Silas Titus (May 30, 1811 - October 4, 1899) was a military officer who fought in the American Civil War in the Union Army. He was active in the organization of the city of Syracuse, New York, and served as an alderman for two years and as a supervisor in 1865. He was influential in the construction of the first 30 miles of continuous railroad in the United States.

==Early life and career==
Silas Titus was born May 30, 1811, in Wolcott, New York. His father, Stephen Titus, and his mother, Sarah, died when he was only three years old. His uncle, Platt Titus, wrapped him in a blanket and carried him on horseback to his farm in Cato, New York. In 1827, when 16 years old, Titus left his uncle's farm and was hired as a clerk at the general store of W. S. Inghams at Cato. In the same year, he was also commissioned as Deputy Post Master of Cato. He worked at the store until 1832, when he moved to Detroit, Michigan, to look for a job with $50 in his pocket. He was successful in finding work, and in 1833, he went into business for himself.

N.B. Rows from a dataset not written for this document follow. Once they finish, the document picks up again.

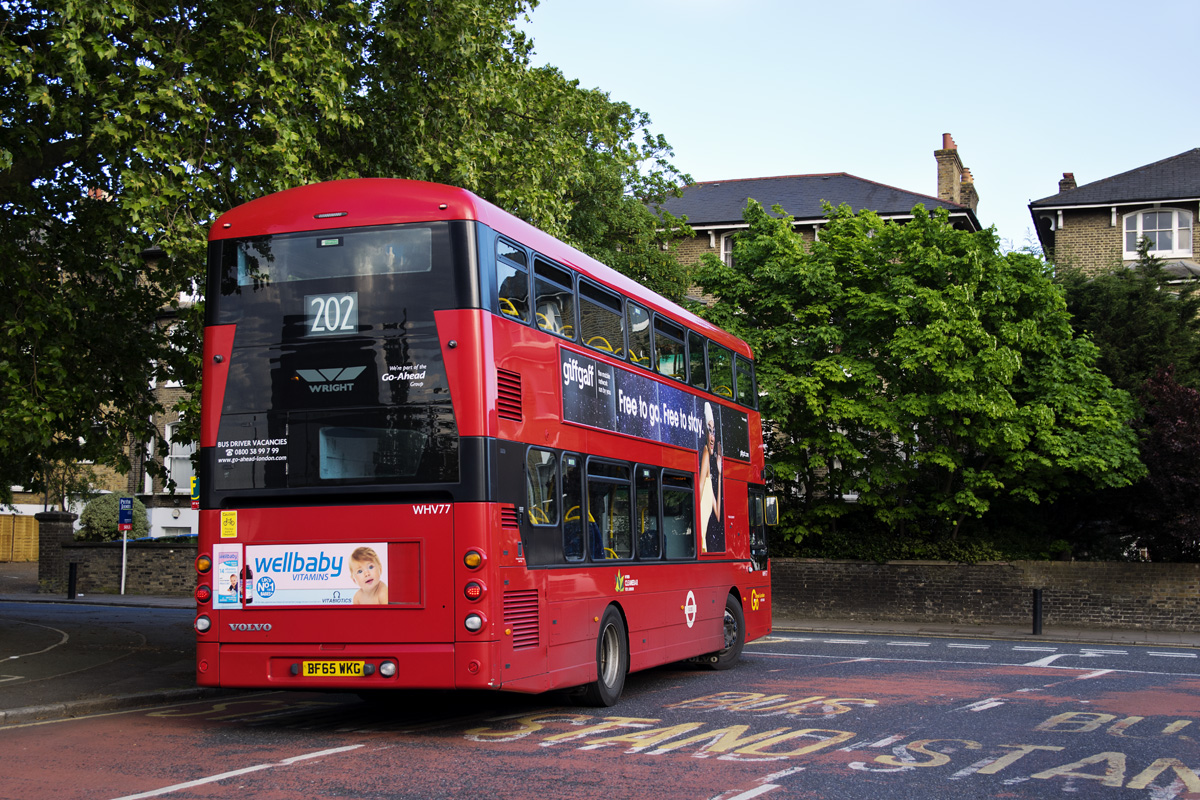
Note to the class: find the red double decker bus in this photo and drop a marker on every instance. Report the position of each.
(442, 449)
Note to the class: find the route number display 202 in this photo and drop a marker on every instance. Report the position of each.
(331, 314)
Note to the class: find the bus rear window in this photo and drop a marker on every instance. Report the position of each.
(335, 254)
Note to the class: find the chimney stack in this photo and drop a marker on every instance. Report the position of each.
(954, 181)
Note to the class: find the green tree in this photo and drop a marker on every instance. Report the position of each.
(1141, 318)
(99, 521)
(917, 370)
(137, 121)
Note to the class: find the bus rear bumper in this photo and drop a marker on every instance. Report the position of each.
(299, 667)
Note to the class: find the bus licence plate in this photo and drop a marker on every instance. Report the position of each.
(333, 668)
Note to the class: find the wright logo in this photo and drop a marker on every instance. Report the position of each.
(330, 380)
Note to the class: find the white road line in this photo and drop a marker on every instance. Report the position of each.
(37, 653)
(222, 776)
(750, 793)
(983, 705)
(1173, 655)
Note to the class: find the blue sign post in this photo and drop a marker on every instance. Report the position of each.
(124, 524)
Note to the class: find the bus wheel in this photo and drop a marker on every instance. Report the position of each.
(735, 636)
(612, 662)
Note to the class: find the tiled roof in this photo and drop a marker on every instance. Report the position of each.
(713, 203)
(1174, 178)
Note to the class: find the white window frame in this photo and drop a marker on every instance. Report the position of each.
(177, 453)
(727, 248)
(1182, 222)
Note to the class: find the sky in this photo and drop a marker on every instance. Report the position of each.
(1029, 90)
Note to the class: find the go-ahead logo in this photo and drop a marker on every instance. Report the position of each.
(330, 380)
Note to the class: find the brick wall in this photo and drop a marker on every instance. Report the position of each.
(1089, 241)
(153, 567)
(1078, 594)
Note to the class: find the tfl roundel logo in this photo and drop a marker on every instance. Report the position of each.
(756, 599)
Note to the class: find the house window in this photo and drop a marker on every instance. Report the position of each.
(179, 461)
(1169, 232)
(727, 250)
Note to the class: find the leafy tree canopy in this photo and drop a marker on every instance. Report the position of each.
(1140, 318)
(137, 121)
(916, 370)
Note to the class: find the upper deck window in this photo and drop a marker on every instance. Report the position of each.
(747, 392)
(720, 370)
(556, 299)
(334, 254)
(600, 320)
(513, 281)
(669, 347)
(640, 350)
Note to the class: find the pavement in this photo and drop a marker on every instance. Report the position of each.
(165, 680)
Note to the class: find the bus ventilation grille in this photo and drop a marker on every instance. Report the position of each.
(509, 517)
(521, 617)
(508, 385)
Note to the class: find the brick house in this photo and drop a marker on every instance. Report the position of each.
(714, 208)
(1097, 226)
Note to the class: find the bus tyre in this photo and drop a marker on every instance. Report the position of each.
(735, 636)
(612, 662)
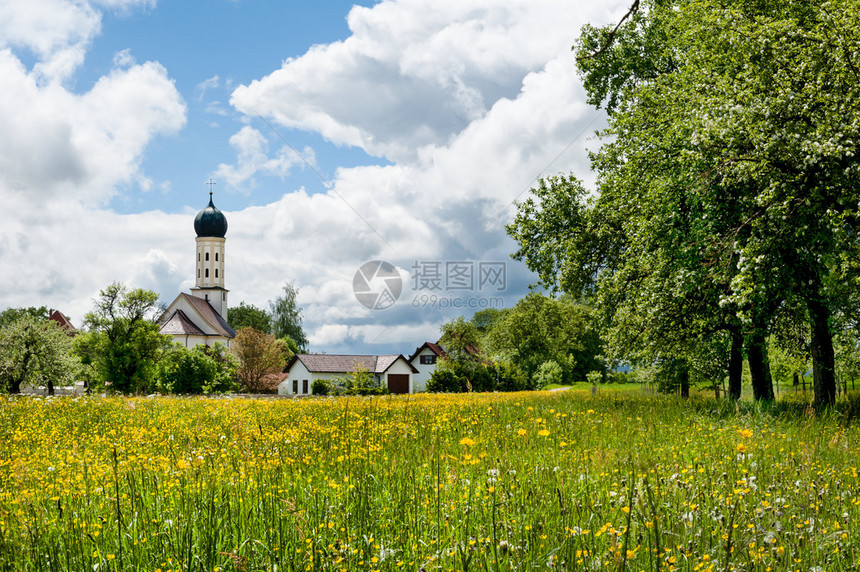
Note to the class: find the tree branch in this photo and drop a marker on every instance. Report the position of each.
(611, 36)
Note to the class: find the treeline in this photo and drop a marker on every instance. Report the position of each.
(723, 227)
(119, 349)
(539, 342)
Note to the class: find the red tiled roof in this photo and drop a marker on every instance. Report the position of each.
(208, 313)
(435, 348)
(338, 363)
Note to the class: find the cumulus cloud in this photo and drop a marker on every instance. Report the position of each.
(469, 102)
(414, 72)
(56, 141)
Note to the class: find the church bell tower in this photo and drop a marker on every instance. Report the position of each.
(210, 224)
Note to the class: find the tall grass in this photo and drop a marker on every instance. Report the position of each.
(566, 480)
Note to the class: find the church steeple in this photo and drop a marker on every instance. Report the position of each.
(210, 224)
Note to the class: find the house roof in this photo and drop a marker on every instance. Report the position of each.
(208, 313)
(339, 363)
(179, 324)
(204, 311)
(435, 348)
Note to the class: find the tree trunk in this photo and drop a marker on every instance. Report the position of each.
(736, 365)
(823, 356)
(759, 367)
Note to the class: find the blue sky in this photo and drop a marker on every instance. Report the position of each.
(418, 123)
(226, 44)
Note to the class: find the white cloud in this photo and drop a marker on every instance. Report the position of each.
(57, 32)
(415, 72)
(469, 101)
(56, 141)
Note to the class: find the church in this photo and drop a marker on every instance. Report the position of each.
(201, 316)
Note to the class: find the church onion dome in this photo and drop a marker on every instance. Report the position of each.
(210, 222)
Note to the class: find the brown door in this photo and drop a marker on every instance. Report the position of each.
(398, 382)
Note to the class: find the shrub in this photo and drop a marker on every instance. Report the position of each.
(548, 373)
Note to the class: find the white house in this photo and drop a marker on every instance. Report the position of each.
(392, 371)
(424, 361)
(201, 317)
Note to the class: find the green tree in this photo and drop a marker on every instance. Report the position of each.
(548, 373)
(35, 351)
(726, 182)
(287, 317)
(123, 344)
(248, 315)
(197, 370)
(539, 329)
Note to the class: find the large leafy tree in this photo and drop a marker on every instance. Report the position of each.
(287, 317)
(728, 183)
(541, 329)
(259, 355)
(198, 370)
(37, 352)
(122, 343)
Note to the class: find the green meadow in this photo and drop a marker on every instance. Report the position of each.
(567, 480)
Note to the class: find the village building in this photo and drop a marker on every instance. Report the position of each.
(200, 318)
(63, 321)
(392, 371)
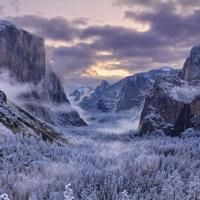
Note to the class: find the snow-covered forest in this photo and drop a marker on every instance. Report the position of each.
(105, 168)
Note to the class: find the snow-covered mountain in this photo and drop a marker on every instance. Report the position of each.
(22, 56)
(173, 105)
(80, 93)
(17, 120)
(123, 95)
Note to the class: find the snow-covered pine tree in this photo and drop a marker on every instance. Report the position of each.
(4, 197)
(68, 193)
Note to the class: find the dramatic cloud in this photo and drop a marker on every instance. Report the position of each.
(81, 50)
(58, 28)
(1, 10)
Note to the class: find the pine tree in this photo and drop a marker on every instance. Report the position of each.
(68, 193)
(4, 197)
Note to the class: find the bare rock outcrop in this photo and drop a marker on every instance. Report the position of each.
(173, 105)
(23, 55)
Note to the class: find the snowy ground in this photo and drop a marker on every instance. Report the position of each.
(100, 167)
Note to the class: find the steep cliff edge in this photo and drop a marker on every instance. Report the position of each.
(19, 121)
(23, 55)
(174, 103)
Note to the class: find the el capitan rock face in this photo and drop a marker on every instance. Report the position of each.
(174, 103)
(191, 68)
(23, 56)
(22, 53)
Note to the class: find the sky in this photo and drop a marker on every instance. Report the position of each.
(90, 40)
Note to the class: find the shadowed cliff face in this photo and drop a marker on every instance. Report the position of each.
(174, 103)
(191, 68)
(22, 53)
(23, 56)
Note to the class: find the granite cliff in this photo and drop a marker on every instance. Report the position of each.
(23, 55)
(173, 105)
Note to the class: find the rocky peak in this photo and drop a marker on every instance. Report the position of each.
(191, 68)
(21, 53)
(103, 86)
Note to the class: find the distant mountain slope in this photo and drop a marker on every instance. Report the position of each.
(173, 105)
(125, 94)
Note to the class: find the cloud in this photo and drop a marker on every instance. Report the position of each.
(57, 28)
(73, 59)
(16, 5)
(166, 42)
(2, 10)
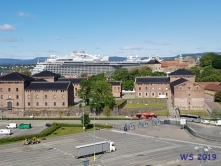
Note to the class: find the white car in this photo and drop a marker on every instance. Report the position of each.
(206, 122)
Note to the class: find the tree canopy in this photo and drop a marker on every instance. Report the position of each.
(206, 60)
(216, 62)
(98, 92)
(217, 96)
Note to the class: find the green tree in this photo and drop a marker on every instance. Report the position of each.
(121, 74)
(216, 62)
(206, 60)
(85, 120)
(22, 70)
(217, 96)
(107, 111)
(84, 75)
(101, 96)
(85, 90)
(216, 113)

Silas Titus and Family circa 1858; L to R Silas Wright Titus, Silas, Mary, Eliza and Robert

In 1835, Titus took a stagecoach to New York City, travelling through Buffalo and Albany. While in Albany, he saw the first railroad in New York, which ran from Schenectady to Albany. Impressed by the new technology, he organized a town meeting upon his return to Detroit that approved the building of a railroad from Detroit to Ypsilanti, Michigan. Titus became one of the commissioners of the Detroit and Shiawasse Railroad Company which was responsible for the first continuous 30 mile stretch of railroad in the United States.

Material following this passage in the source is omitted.